A expressão “entulho autoritário” surgiu no fim da ditadura, quando se pretendia denunciar e eliminar heranças do regime militar que sobreviveram à mudança de regime. Hoje em dia, convive-se com vários “entulhos autoritários” e tem gente que até acha bom.
A Lei de Anistia, por exemplo, é um entulho autoritário. Foi criada pelo general João Figueiredo, quando o país era uma ditadura e o parlamento era corretamente definido como “Congresso fantoche.” Mas há quem acredite que ela serve para manter o pacto democrático em que vivemos e não aceita a idéia de rever a interpretação de que ela assegurou anistia prévia aos torturadores.

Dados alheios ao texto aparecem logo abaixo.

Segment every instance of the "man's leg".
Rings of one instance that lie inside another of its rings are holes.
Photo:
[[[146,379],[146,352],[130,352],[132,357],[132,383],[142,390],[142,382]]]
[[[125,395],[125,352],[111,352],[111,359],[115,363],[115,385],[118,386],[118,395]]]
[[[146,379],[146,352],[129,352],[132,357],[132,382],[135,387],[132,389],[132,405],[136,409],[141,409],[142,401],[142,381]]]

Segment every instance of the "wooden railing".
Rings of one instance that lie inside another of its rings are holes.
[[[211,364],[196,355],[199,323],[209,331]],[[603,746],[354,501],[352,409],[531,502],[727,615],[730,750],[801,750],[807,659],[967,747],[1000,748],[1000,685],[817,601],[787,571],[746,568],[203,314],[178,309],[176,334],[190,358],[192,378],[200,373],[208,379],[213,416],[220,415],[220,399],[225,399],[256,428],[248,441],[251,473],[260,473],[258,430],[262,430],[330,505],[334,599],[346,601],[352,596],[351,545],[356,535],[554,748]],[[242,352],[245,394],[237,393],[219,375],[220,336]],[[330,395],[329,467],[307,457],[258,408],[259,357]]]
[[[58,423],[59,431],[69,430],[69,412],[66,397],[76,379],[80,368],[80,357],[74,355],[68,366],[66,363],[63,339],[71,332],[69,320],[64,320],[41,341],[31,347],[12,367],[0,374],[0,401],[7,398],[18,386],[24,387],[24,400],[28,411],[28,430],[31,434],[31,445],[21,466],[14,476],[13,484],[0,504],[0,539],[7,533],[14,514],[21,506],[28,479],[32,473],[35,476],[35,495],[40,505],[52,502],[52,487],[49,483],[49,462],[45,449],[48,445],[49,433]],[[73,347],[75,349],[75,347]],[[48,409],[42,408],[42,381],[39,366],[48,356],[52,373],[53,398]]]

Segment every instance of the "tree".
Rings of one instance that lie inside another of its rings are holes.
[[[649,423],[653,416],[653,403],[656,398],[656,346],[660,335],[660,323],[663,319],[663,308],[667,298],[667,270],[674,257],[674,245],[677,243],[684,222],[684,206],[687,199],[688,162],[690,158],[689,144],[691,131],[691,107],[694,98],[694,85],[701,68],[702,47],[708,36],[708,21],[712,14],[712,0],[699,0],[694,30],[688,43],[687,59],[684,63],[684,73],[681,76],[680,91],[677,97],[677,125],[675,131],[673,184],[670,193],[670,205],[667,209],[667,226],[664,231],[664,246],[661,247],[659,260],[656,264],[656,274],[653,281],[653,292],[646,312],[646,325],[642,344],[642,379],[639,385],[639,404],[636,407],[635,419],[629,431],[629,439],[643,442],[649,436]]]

Outro entulho autoritário é a Polícia Militar. A PM foi criada em 1970, como um braço auxiliar do Exército para reprimir e controlar a população civil. Já existia, é verdade, a Força Pública. Mas se queria uma corporação mais dura, mais bruta, sob controle direto dos generais do Exército, instituição que realmente governava o país no momento. Foi assim que nasceu a PM.
Ela possui serviço de inteligência, como o Exército. Infiltra agentes a paisana em movimentos civis — o que é absurdo. Tem disciplina, formação política, orientação ideológica — como o Exército. E é intocável — como o Exército.

Uma das estrelas da insignia da PM refere-se ao golpe de 64.

A greve da PM na Bahia com todo seu festival de violência e desafios às autoridade é inaceitável. A tragédia ficou clara não só na ocorrência de homicídios, mas no ambiente de desafio à ordem democrática. Greve de categoria armada é motim.
Embora muito mais grave, com risco de repetir-se em vários Estados, esta paralisação é mais um episódio a mais, que demonstra as dificuldades da instituição em conviver com o regime democrático e dar um tratamento à altura à população que deveria proteger.
A pancadaria na periferia já é um dado banal e permanente da população pobre. E se parecia elitismo querer a PM fora da USP, a pancadaria em cima de um estudante que recusou-se a mostrar a carteirinha de aluno numa situação em que isso era claramente uma forma de discriminação obriga a uma segunda reflexão a respeito.
A PM porta-se como uma instituição soberana, que não presta contas a ninguém. Apesar do nome, não tem vocação para trabalho de polícia. Atua como tropa de ocupação, um exercito em terra estrangeira. Essa era sua doutrina, no passado. Mudou?
É incontrolável. Tanto que, em São Paulo, de vez em quando os governadores falam em “soltar” a Rota, numa expressão que dispensa comentários. Muitos governadores preferem soltar a PM sobre a população porque isso dá Ibope. O saldo está aí, à vista de todos.
Seria um erro imaginar que a PM não é capaz de fazer um bom trabalho, quando é mantida sob disciplina e bem orientada. O Brasil precisa de policia, sim. E ela deve usar a violencia, quando for necessário.
O fenômeno das UPPs, no Rio de Janeiro, seria impensável sem a PM. Mas as milicias, que atuam no mesmo Estado, também são parte da PM.
Essa situação mostra que está na hora de remover o entulho autoritário. A PM, como tropa de ocupação, não dá. Uma democracia nunca será protegida por uma instituição construída para proteger uma ditadura. A PM precisa de uma reforma ampla, geral e quase irrestrita.